STEM (science, technology, engineering and mathematics) education and the Maker Movement have done wonders for expanding the community of makers. Hands-on making projects are as popular as ever and the quantity of how-to online media has increased dramatically. Step-by-step books are also doing well. Whilst now is most definitely the time to jot down your crafty ideas on paper, now is also the time to try to be as original and as inventive as you’ve ever been.
In 2013 I set up a free crafting workshop called BrilliantBuilds. I wanted to create space where youngsters could sit and make without following rules or time limits. I take the workshop to family-friendly events such as the Glastonbury festival, Latitude festival and BBC Children in Need Carfest. I get there before the general public are allowed in and I gather up all the waste cardboard from the site vendors and make a pile in my tent. When the families come in to the festival, I encourage them to recycle all the boxes and turn them into new things. It’s incredibly laid back and the making happens in a very organic way. As I design books for children, I think it is important to spend time with the audience that you are designing for. I gathered up my experiences and observations from running the workshop and I wrote down 25 projects that I thought would be popular, based on what I had seen being made inside the tent. Out of the Box was born. I saw the book as a way of sharing BrilliantBuilds with those that hadn’t been to a workshop.
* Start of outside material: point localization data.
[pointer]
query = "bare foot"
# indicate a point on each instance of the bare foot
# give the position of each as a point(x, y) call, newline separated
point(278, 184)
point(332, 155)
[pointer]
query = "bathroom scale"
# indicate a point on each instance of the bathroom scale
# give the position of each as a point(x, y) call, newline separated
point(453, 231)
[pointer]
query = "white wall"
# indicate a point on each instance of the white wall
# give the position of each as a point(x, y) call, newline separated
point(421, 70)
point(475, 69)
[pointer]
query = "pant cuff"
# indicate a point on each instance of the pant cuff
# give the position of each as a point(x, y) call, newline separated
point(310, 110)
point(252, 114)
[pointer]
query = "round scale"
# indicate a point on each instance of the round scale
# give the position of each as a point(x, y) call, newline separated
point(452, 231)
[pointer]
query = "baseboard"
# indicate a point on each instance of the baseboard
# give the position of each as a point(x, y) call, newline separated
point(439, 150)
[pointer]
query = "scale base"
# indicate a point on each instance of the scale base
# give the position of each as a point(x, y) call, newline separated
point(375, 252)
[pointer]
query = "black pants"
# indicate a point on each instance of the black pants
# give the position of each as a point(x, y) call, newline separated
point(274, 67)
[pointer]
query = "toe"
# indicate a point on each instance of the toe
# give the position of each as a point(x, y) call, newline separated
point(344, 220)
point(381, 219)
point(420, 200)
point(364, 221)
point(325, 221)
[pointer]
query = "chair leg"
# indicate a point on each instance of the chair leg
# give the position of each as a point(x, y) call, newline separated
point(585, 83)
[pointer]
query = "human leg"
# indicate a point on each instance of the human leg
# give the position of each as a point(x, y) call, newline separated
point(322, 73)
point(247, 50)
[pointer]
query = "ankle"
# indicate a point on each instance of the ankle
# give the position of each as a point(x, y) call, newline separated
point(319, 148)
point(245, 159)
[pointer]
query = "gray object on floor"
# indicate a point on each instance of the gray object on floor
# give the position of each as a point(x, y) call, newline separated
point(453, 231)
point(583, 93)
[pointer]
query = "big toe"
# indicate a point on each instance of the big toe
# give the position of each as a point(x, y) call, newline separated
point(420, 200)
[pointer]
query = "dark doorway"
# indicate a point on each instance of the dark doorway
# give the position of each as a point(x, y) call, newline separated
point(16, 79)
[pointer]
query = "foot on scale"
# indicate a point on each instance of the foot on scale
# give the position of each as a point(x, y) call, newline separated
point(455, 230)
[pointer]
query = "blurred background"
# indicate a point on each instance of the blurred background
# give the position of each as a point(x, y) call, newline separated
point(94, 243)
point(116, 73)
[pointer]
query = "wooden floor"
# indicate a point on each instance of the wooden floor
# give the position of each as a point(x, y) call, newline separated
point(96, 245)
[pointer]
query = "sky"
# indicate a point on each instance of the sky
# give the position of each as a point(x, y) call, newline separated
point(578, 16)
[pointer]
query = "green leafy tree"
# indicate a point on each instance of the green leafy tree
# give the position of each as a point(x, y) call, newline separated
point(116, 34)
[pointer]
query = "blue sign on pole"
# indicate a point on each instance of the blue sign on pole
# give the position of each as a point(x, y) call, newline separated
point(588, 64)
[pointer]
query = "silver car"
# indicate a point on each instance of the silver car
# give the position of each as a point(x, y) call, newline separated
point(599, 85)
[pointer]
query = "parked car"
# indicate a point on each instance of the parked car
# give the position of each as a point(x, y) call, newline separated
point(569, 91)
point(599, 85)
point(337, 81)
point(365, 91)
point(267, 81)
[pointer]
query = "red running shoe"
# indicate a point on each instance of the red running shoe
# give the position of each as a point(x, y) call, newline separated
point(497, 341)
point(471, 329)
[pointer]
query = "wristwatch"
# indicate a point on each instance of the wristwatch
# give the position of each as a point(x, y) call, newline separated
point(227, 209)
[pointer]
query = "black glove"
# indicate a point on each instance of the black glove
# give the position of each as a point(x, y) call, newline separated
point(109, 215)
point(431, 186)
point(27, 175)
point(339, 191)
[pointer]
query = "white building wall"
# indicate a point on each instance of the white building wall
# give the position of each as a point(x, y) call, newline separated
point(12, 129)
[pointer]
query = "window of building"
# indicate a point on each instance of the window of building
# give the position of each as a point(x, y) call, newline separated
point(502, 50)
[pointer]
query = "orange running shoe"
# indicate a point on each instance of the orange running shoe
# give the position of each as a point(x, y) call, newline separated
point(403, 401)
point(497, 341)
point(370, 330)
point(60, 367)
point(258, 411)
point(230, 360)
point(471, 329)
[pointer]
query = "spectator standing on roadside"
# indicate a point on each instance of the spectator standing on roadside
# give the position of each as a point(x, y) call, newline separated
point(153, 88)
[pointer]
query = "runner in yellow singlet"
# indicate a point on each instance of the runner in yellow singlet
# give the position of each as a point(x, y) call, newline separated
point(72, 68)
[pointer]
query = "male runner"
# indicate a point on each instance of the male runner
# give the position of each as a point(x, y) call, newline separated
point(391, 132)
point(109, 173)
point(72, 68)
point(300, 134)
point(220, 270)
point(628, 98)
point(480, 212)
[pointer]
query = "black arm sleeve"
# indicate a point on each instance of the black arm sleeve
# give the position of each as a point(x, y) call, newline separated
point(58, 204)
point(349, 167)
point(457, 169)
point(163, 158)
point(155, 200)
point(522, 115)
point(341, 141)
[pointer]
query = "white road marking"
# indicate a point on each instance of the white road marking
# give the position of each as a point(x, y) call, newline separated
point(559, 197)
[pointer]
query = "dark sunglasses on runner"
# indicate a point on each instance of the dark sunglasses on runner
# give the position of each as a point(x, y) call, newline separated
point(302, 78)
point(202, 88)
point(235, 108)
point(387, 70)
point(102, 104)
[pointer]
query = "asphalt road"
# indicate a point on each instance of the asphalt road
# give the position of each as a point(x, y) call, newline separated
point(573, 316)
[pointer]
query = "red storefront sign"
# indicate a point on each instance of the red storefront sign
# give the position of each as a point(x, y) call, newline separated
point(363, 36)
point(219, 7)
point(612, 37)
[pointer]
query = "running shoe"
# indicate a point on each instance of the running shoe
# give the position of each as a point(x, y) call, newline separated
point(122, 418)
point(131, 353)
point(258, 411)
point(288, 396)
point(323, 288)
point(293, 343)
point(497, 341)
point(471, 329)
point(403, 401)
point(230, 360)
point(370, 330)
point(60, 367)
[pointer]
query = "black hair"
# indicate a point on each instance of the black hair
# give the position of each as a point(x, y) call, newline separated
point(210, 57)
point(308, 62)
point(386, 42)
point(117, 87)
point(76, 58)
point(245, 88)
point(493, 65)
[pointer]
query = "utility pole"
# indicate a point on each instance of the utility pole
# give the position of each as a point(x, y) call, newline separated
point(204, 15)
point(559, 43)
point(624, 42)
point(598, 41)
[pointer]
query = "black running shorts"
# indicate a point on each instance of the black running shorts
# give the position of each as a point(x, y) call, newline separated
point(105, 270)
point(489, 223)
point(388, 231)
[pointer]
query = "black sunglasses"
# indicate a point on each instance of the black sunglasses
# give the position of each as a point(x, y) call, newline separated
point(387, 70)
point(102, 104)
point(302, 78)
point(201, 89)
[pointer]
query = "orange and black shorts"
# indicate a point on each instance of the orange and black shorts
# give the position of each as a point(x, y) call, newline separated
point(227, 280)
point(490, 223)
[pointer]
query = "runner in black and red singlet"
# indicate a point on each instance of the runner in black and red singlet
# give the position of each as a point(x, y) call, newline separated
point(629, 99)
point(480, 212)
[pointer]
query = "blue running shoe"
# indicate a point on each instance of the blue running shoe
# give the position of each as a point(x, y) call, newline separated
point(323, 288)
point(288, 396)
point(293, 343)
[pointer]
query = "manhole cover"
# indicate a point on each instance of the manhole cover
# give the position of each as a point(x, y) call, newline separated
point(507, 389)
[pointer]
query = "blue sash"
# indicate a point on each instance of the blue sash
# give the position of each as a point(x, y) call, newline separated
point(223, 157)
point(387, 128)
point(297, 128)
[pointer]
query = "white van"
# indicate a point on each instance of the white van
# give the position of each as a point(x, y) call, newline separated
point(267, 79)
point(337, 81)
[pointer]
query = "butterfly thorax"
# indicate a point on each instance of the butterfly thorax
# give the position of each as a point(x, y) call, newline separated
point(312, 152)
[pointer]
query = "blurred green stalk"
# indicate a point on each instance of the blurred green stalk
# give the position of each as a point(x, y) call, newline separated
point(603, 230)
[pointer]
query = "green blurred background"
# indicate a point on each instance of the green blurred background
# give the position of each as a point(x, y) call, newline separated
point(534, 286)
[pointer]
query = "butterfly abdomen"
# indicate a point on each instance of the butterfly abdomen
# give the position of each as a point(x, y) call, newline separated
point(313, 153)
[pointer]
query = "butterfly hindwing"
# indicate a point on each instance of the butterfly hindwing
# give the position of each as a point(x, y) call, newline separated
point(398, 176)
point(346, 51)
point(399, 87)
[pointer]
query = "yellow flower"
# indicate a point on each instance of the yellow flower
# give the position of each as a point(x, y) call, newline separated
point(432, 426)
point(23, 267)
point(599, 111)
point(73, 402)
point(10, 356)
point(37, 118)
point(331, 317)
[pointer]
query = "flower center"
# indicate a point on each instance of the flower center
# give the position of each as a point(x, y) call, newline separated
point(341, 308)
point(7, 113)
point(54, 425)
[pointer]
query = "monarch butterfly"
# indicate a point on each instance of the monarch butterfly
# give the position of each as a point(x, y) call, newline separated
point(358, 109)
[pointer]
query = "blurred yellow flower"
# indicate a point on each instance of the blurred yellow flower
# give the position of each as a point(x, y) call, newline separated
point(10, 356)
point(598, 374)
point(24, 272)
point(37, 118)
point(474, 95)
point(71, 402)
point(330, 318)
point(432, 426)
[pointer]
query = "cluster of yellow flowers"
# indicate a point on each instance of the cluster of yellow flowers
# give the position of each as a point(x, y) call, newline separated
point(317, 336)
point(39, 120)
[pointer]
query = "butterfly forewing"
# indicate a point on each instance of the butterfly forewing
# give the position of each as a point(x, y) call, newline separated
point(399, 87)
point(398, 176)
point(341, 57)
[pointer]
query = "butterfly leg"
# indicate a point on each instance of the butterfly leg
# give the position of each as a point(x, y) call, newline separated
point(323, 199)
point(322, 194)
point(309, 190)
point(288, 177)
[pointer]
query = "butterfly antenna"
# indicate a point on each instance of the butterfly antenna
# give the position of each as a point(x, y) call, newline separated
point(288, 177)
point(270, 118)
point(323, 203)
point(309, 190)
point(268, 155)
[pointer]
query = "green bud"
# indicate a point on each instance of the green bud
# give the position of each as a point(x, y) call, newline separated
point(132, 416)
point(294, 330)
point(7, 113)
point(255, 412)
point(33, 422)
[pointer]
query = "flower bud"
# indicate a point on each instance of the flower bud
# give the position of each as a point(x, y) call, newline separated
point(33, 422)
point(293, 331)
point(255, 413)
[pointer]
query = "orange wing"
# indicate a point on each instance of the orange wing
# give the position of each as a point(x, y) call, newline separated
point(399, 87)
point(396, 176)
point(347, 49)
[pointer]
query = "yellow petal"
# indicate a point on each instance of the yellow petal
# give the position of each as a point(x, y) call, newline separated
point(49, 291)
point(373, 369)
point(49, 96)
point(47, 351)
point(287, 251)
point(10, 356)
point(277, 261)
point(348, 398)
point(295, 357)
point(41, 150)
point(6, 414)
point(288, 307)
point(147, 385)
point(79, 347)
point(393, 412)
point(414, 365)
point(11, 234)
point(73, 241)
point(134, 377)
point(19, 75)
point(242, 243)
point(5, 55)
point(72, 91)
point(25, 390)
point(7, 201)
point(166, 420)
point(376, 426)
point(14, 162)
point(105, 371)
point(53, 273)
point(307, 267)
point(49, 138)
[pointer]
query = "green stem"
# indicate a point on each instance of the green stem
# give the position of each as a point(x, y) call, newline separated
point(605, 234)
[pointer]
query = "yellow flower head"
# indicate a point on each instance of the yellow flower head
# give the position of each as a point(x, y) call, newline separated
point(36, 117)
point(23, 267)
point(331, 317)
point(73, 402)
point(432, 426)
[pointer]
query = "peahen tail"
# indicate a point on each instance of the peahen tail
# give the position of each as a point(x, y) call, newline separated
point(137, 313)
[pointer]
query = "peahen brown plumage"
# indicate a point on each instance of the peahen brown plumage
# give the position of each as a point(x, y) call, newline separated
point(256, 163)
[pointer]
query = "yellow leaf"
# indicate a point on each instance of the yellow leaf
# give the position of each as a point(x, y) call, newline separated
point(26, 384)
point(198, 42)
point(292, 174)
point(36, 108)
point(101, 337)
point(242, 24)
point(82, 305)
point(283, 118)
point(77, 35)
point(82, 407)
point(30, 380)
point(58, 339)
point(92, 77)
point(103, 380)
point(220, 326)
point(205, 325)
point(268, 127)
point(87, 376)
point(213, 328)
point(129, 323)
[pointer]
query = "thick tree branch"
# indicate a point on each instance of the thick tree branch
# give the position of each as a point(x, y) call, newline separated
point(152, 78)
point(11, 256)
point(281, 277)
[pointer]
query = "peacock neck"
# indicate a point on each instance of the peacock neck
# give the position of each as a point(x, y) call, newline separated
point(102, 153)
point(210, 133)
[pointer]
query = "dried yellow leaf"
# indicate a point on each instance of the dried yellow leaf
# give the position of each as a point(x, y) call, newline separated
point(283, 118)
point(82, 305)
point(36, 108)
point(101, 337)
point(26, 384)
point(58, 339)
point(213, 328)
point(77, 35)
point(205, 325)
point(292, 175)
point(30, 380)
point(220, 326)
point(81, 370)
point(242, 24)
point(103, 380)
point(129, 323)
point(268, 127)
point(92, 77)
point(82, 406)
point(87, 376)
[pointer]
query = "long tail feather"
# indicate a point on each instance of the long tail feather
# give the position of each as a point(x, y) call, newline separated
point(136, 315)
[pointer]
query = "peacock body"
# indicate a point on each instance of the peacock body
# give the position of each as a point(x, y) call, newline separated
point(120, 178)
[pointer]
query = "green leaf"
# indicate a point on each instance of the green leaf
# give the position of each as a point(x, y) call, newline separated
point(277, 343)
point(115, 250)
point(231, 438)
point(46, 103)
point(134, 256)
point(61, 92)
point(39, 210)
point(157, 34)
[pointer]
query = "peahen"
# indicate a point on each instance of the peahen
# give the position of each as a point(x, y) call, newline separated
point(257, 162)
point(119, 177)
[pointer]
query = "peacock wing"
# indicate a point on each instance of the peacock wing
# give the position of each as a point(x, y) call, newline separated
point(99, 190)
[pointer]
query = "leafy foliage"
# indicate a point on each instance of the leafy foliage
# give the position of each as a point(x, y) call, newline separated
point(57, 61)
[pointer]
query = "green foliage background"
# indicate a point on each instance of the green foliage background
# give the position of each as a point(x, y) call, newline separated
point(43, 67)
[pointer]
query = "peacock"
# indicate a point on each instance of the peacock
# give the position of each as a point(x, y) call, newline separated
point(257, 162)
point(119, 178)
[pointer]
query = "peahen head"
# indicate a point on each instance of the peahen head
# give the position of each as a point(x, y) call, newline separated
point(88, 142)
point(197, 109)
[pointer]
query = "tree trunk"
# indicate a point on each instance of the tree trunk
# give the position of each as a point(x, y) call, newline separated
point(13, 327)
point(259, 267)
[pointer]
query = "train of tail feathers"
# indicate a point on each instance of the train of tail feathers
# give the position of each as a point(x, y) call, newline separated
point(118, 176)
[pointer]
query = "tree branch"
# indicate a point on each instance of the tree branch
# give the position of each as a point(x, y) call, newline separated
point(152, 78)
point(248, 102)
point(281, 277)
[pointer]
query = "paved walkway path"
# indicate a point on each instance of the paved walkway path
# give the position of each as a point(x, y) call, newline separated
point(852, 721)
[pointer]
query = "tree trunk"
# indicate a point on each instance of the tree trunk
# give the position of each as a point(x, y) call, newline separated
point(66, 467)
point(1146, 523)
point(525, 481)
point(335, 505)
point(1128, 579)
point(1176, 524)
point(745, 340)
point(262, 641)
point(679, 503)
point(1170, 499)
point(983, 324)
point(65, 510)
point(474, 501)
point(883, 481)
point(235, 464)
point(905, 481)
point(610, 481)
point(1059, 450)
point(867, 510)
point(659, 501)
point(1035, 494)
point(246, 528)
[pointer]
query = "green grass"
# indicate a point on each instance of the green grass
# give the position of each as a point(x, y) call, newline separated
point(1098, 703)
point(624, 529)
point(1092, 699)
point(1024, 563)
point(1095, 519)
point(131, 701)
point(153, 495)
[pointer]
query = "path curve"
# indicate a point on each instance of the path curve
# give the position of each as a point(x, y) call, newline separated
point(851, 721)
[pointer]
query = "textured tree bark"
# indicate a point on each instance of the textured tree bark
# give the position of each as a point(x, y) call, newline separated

A BrilliantBuilds workshop. Copyright © 2017 Jemma Westing.
During question time at the conference, an audience member pointed out that BrilliantBuilds is a very organic space for making and have I thought about how I could bring that organic way into books. It is an interesting point because with step-by-step books, you often need to guide the reader in a very linear way to the end result. The safest position from a publishing perspective is to assume that the person who is buying the book may have limited or no knowledge whatsoever of how to make or complete the project. This is why you give clear, step-by-step instructions. The point raised has stuck with me and it is a point that I am brainstorming around now. When I come up with a solution, I will let IBBY UK know about it.
Crafting for me remains a positive pursuit, regardless of whether I am working organically outdoors in a tent, or whether I am racing to meet the next book deadline. The positives for me are always magnified when the activity is shared with others. I do what I do because of the positives.
After having now been to an IBBYUK/NCRCL MA conference, I see it as a good space for academics and professionals to share ideas and practices in an environment that considers both the past and present ways of doing things. For the benefit of each delegate’s research, I think that is important to hear views from representatives who have both theoretical and practical backgrounds. I look forward to seeing what this year’s topic will be.
Works cited
DK (2012) Make Your Own T-Rex. London: DK publishing.
DK (2012) Optical Illusions. London: DK Children.
DK (2013) Mindbenders. London: DK Children.
Dorling Kindersley (2015) Make Your Own Virgin Galactic SpaceshipTwo. London: DK Publishing.
Westing, Jemma (2017) Out of the Box: 25 Cardboard Engineering Projects for Makers. London: DK Publishing.
Jemma Westing is an award-winning book designer who works in children’s publishing, formerly for Dorling Kindersley and currently for Little Tiger Press. Jemma’s mission is to get children engaged, and design books and kits that are inventive and as globally inclusive as they can be – including reference books with tactile images and braille for visually impaired readers.